Closed hsluoyz closed 4 years ago
My understanding is that the workflow software we're adopting will commit changes back to the project. Even if translation tweaks are modified outside of git, one of us still has to commit it, right?
What I mean is that direct modifications to the locale files are one of the most frequent tweaks made by end users. (We do have the custom locale plugin to help avoid this, but it's not universally used, nor very well polished.)
Ahh..... hmm. What about a cached file that could be cleared through the admin like template/css cache?
A PHP data cache would be fine, much as we already have for locale XML; the existing data reset tool would work for that as well. It would be a chance in expectations, though. If we synchronize it with the move to XLIFF, it might be something we could tuck into a new workflow without needing a second round of disruptions...
Files don't necessarily have to be combined into one in order to load them automatically -- either at once or on-demand. For example, an index could link keys to files and they could be loaded when an unloaded key is requested.
Thanks Nate. I didn't thought in this. :+1:
My understanding is that the workflow software we're adopting will commit changes back to the project. Even if translation tweaks are modified outside of git, one of us still has to commit it, right?
To clarify this: Yes, "commit back/forward to/from project" is one of the main goals the translation server needs to accomplish automatically, but... what else can be "done outside git"? I mean, changes will be in the translation server (by translators) or in git (by developers), isn't it?
A PHP data cache would be fine, much as we already have for locale XML; the existing data reset tool would work for that as well. It would be a chance in expectations, though. If we synchronize it with the move to XLIFF, it might be something we could tuck into a new workflow without needing a second round of disruptions...
Sorry... I'm completely lost here. @asmecher do you think you can simplify this for dummies? If is not possible... no worry. I can perfectly live without knowing about this. :-)
The remaining problems will probably be resolved by adopting crowdin et al.
Thanks @jonasraoni for your "two cents". They make sense to me but let's see what dev guys say. :-)
Only a comment. About crowdin, I pointed license issues here so this is why I encourage to use weblate instead.
Finally... @asmecher in parallel to the deep-Dev discussion ¿do you think it's safe to go with "stage 1"?
If is ok for you, with @MarcRiera we planned to start working on this during September so I hope we can clarify those questions) and do the weblate configuration/testing during this month.
If we can set the server, plus the code you wrote to make OJS understand XLIFF... seams feasible to announce the translation server at the PKPBCN19, isn't it?
¿do you think it's safe to go with "stage 1"?
I think it's safe to go ahead with the stage 1 proposal as Alec has described it (https://github.com/pkp/pkp-lib/issues/4779#issuecomment-524495563). All of our discussions are about how to improve things beyond stage 1.

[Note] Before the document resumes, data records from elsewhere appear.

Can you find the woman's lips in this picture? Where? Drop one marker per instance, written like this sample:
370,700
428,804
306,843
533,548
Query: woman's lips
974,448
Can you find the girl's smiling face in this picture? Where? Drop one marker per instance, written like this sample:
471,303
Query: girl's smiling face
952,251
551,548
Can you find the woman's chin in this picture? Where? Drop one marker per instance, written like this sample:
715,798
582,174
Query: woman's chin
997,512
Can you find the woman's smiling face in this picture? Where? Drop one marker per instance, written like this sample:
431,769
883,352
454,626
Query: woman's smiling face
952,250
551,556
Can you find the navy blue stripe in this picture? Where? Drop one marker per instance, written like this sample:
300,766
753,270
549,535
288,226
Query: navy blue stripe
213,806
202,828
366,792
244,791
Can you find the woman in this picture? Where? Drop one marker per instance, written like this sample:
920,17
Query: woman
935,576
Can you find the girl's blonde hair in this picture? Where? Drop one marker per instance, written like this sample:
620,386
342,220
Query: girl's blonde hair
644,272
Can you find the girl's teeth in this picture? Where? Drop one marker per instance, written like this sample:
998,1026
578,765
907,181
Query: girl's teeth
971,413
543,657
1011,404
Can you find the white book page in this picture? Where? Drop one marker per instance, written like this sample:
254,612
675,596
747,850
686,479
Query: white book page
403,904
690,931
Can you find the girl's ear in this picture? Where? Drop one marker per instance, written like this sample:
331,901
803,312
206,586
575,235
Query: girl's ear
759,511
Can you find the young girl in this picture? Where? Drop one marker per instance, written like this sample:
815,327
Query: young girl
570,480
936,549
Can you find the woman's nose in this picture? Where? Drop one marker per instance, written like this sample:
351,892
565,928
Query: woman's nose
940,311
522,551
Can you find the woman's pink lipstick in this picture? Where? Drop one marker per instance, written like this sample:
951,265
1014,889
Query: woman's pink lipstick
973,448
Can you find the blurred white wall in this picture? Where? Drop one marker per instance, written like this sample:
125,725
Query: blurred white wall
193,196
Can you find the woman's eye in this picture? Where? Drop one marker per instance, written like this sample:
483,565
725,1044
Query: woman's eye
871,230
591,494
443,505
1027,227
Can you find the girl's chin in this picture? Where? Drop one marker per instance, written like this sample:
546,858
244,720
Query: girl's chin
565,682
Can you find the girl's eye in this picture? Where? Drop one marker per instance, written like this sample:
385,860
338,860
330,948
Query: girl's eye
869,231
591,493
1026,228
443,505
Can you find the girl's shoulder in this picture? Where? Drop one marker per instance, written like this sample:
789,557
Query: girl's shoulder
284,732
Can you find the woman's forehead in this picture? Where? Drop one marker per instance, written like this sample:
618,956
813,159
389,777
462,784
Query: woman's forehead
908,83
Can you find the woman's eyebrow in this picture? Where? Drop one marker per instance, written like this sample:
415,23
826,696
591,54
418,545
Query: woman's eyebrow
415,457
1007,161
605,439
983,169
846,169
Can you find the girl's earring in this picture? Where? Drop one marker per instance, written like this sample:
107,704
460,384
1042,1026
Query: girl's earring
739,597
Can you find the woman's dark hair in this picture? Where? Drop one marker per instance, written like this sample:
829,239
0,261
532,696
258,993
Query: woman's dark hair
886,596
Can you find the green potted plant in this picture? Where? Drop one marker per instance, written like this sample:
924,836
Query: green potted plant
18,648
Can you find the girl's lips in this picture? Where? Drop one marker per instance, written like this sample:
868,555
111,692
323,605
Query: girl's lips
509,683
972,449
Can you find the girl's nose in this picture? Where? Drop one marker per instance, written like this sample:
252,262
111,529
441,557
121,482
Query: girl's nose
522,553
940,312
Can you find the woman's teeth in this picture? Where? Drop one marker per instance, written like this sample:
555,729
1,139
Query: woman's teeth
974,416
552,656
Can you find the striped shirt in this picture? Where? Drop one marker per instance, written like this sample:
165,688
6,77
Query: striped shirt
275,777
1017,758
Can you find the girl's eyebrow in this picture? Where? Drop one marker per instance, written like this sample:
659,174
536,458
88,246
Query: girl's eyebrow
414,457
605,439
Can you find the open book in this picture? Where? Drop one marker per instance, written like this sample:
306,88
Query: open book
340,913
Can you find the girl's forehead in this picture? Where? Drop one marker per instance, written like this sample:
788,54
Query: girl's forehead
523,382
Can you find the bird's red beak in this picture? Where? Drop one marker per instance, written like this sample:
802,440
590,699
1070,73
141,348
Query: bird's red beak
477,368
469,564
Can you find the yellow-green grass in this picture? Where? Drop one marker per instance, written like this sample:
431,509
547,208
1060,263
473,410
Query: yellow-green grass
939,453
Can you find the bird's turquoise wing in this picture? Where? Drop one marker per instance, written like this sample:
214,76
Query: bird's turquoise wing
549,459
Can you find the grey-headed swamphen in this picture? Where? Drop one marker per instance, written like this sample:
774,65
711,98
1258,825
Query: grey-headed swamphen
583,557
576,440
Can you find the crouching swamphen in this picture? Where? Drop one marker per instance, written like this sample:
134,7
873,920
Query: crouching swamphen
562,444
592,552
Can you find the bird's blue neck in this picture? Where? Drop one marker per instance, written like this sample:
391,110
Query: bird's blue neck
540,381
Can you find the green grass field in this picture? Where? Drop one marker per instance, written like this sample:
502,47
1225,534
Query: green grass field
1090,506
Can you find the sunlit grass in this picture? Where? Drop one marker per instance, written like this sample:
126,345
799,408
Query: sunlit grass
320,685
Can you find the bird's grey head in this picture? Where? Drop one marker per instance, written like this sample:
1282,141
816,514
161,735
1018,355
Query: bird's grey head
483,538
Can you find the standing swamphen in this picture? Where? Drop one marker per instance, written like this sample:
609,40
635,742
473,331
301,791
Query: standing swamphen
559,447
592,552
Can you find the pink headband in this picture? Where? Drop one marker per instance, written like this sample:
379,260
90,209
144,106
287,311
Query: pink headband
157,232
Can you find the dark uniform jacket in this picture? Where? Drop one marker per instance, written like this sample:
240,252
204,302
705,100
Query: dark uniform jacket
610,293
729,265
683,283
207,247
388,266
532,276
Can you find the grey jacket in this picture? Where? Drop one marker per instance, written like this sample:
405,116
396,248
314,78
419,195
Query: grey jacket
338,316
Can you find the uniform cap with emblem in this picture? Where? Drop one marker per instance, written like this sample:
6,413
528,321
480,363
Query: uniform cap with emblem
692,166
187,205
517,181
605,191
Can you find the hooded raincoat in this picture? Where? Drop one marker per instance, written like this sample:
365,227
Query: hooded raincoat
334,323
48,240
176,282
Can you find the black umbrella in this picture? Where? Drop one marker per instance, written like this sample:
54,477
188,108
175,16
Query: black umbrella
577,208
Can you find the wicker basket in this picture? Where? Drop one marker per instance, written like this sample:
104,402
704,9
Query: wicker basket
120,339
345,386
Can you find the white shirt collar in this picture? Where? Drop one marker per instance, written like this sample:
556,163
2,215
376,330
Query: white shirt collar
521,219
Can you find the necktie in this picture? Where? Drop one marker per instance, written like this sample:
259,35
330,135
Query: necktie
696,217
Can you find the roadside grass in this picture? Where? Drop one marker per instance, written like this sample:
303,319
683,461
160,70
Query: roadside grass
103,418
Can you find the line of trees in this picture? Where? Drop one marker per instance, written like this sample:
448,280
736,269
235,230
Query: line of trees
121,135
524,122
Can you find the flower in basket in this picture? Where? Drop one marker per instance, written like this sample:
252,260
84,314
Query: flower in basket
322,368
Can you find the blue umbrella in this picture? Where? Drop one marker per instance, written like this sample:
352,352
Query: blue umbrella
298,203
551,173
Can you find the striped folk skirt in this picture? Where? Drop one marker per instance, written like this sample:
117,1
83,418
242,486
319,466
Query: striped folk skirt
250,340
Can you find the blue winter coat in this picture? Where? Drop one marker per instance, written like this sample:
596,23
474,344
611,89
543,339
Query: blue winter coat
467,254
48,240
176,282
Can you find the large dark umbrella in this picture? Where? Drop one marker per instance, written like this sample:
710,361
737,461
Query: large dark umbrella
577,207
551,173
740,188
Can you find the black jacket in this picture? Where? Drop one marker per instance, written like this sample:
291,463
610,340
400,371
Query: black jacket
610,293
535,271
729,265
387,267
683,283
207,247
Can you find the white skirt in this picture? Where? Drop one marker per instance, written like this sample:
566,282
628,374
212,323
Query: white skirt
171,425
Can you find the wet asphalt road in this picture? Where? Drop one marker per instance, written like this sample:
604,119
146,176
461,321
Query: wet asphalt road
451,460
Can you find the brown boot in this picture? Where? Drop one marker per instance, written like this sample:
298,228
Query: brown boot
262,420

do you think you can simplify this for dummies?
We're talking about how to automatically build a file that will tell us where to look for translations. So, for example, when the code hits __('my.locale.string')
, the application will know which locale file to parse and load. That way we don't have to load every translation file every time (which is not performant), but we also don't have to manually load the correct one (which is prone to mistakes).
The solution we're discussing regarding a PHP data cache is similar to how CSS and Smarty (.tpl
) files are built and cached, because rebuilding them for every page load is not performant.
If is ok for you, with @MarcRiera we planned to start working on this during September so I hope we can clarify those questions) and do the weblate configuration/testing during this month.
@marcbria, the plan outlined in the 2 stages removes the need for us to check whether Weblate works with symbolic keys -- I think we're OK on that front. But if you could run a quick Weblate test with e.g. the French XLIFF samples I've generated, that would be excellent -- the only thing we need to ensure is that Weblate will preserve the <unit id="...">
attribute while editing.
We're talking about how to automatically build a file that will tell us where to look for translations. So, for example, when the code hits __('my.locale.string'), the application will know which locale file to parse and load. That way we don't have to load every translation file every time (which is not performant), but we also don't have to manually load the correct one (which is prone to mistakes).
Muuuch more clear now. Thanks @NateWr. ;-)
the plan outlined in the 2 stages removes the need for us to check whether Weblate works with symbolic keys -- I think we're OK on that front.
But are we completely sure about moving to PO (stage2)? Even nextcloud (IMHO one of the best php developments ever) is avoiding PO and is going to JSON.
And yes... XLIFF was originally though for "transportation", but in our case will mean a "minimal" change from our native xml format, other projects started this way and we can talk with the OASIS XLIFF fellow to ask them to encourage people walking this way.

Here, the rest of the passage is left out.